Countervailing forces continue to define today’s CRE market, with the push of higher interest rates opposed by the pull of impressively resilient fundamentals. While there are plenty of reasons for caution, the market has thus far defied the bleak prognoses that have loomed over the space for much of the past year. The CRE market is challenged but steady, and we continue to see attractive investment opportunities amid this unique backdrop.
Key takeaways
- The CRE market has been stuck in neutral, with sales activity and pricing roughly flat since midyear. Markets have yet to find an equilibrium between buyers and sellers.
- Outside the office sector, fundamentals continue to look remarkably stable.
- A drawn-out tussle between fundamentals and interest rates favors lenders over owners.

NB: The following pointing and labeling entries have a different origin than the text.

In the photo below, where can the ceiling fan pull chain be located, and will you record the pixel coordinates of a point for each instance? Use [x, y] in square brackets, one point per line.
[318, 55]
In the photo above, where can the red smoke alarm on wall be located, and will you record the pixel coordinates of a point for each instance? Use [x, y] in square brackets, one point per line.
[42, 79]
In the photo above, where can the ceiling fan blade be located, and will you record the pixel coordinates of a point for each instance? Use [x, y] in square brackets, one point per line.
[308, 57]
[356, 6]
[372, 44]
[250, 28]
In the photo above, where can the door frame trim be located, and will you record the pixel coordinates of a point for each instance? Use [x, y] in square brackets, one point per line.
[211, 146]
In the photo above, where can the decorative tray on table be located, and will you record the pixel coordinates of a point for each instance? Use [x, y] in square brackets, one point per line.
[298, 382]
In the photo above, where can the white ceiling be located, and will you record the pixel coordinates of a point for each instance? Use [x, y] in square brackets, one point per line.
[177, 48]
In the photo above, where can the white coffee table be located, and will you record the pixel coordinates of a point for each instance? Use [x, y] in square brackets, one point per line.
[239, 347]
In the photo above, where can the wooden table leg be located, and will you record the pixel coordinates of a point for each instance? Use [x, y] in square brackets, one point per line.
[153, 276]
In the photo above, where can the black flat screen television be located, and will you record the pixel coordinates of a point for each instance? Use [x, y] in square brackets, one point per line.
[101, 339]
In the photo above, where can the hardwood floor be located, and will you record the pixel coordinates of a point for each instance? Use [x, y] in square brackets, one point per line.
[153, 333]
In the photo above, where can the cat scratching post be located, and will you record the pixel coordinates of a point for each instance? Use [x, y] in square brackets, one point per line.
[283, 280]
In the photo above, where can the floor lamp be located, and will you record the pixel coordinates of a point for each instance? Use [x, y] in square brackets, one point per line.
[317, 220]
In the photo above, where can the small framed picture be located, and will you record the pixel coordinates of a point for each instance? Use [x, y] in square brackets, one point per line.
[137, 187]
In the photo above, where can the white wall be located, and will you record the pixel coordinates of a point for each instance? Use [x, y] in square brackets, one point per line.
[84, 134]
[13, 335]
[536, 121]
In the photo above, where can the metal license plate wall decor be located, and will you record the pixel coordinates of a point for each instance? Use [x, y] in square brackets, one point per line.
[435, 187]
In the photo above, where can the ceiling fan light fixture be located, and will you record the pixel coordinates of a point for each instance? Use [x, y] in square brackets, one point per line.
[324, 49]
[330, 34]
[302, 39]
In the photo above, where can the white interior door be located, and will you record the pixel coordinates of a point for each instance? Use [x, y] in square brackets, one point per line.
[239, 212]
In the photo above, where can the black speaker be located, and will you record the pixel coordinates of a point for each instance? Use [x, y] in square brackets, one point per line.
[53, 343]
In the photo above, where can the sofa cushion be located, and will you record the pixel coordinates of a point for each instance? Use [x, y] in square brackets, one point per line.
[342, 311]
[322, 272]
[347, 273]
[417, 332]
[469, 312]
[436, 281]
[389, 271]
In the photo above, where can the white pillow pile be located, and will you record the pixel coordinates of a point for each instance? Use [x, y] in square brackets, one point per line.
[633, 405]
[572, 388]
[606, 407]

Undoubtedly, 2023 has been a weak year for the CRE market overall. Higher interest rates have been draped over the market like a wet blanket, sapping investment activity and pushing property prices lower. Transaction volumes through August have totaled just $234 billion, 58% lower than last year and 33% short of 2019’s total through eight months.1 Fundraising has slowed, with the $70 billion raised into institutional real estate funds down -17% compared to last year.2 National property values have declined -5% YTD as values are set to fall in two consecutive years for the first time since 2008–2010. Rent growth in most sectors has moderated from the scalding pace of the previous two years with inflation gradually tempering.1
And yet, our sense is that these challenging outcomes do not match the magnitude of negative sentiment that was carried into the year.